3020.0: Monday, November 13, 2000 - 1:30 PM

Abstract #15303

Building capacities of developing countries for ethical review of research involving human subjects

John H. Bryant, MD, President, CIOMS, Emeritus Professor, Aga Khan University, Karachi, Pakistan, Home, P.O. Box 177, Moscow, VT 05662, 802-253-5143, jbryant.moscow@worldnet.att.net

Beginning with the inhumane research described at Nuremberg, there has been increasing sensitivity to the importance of ethical oversight of research when human subjects are involved. The Declaration of Helsinki was formulated by the World Medical Association in 1964 (and subsequently revised several times) to guide physicians in their roles in such research. The Council of International Organizations for Medical Sciences (CIOMS) developed International Ethical Guidelines for Research Involving Human Subjects in 1982, revised in 1992, and now being revised again, in support of the Helsinki Declaration. These, and other guidelines, provide explicit ethical principles and procedures for those planning, carrying out and reviewing such research. However, there has remained limited guidance for the setting up and functioning of the ethics committees that would actually carry out the review process. In response to this need, WHO’s Program for Tropical Diseases Research (TDR), in collaboration with CIOMS, has brought together researchers, ethicists and policy makers from around the world, most recently in Bangkok, to formulate Operational Guidelines for Ethics Committees That Review Biomedical Research. These Operational Guidelines provide detailed instructions on how to constitute such committees, the requirements they should apply to researchers, and the elements of the review process.
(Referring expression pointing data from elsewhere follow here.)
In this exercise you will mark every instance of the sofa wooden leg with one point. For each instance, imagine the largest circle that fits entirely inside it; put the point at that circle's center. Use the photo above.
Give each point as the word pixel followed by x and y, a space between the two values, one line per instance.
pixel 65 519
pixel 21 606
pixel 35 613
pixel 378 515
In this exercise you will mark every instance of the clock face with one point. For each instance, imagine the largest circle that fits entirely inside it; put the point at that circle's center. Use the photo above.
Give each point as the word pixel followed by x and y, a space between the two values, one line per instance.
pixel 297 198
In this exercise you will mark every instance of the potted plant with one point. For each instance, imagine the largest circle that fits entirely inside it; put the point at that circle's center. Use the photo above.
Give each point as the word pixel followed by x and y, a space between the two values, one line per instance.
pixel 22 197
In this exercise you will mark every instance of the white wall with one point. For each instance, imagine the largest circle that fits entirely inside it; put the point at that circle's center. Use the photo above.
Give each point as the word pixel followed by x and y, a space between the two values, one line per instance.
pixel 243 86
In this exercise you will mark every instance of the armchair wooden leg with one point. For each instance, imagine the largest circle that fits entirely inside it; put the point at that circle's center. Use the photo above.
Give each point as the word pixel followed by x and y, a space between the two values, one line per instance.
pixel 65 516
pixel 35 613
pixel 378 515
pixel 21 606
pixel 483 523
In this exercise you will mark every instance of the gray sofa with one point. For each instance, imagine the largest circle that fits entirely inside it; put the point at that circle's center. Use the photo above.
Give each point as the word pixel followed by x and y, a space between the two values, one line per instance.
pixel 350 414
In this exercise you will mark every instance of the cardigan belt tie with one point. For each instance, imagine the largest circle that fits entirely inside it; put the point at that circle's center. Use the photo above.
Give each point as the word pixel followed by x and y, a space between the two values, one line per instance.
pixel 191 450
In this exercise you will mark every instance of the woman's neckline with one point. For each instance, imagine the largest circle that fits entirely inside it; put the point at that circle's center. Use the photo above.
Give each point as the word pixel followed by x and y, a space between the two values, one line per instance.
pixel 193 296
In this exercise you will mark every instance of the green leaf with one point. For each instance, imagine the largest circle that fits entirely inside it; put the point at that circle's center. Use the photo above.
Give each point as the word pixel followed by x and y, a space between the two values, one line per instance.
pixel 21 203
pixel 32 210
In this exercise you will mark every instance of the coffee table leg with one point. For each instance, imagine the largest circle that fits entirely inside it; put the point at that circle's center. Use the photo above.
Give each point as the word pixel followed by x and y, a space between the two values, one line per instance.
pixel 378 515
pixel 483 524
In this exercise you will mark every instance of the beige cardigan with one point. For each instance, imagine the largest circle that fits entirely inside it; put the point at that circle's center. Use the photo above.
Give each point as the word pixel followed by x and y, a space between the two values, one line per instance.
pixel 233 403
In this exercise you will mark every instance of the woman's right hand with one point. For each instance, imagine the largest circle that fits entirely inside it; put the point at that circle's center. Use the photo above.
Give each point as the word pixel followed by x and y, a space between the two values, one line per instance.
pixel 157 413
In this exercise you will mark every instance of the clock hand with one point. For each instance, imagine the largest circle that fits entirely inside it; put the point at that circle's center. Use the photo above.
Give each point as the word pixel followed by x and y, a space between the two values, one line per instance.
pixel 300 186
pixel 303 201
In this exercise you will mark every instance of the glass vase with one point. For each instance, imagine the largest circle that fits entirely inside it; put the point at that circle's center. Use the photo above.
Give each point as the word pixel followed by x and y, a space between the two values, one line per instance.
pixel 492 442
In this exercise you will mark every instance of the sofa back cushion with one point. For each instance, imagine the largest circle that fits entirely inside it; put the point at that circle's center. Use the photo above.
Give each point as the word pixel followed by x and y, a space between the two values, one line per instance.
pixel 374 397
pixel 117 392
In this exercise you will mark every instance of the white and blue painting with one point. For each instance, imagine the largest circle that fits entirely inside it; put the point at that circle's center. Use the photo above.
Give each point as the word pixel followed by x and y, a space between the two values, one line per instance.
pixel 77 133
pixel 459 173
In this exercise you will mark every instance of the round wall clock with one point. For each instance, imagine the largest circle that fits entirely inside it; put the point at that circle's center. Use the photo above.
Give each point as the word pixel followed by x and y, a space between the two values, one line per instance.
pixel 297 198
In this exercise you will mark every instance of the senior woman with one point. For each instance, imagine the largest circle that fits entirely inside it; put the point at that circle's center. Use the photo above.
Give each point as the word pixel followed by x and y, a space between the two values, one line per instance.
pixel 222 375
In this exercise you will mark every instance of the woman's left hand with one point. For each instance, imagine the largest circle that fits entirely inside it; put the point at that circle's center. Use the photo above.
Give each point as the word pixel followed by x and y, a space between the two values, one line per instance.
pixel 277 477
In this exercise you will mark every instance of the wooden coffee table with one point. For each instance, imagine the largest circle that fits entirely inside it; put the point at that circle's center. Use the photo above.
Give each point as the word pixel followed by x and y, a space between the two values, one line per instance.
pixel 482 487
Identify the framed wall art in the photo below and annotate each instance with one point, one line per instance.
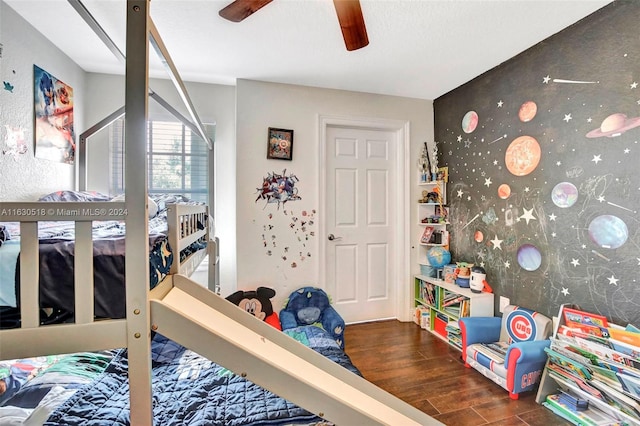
(280, 144)
(53, 109)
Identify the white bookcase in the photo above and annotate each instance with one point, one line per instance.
(433, 215)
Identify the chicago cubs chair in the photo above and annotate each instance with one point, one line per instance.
(507, 350)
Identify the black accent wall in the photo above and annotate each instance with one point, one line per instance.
(544, 187)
Plans are now underway for reaching out to country levels to help in the building of capacities for establishing and managing ethical review committees.

Learning Objectives: To appreciate the challenges to those involved in research ethics to help in building the capacities of developing countries for establishing ethics committees for reviewing biomedical research

Keywords: Ethics, Research Ethics

Presenting author's disclosure statement:
Organization/institution whose products or services will be discussed: The Council of International Organizations for Medical Sciences, an NGO founded by WHO and UNESCO and located at WHO Geneva
I do not have any significant financial interest/arrangement or affiliation with any organization/institution whose products or services are being discussed in this session.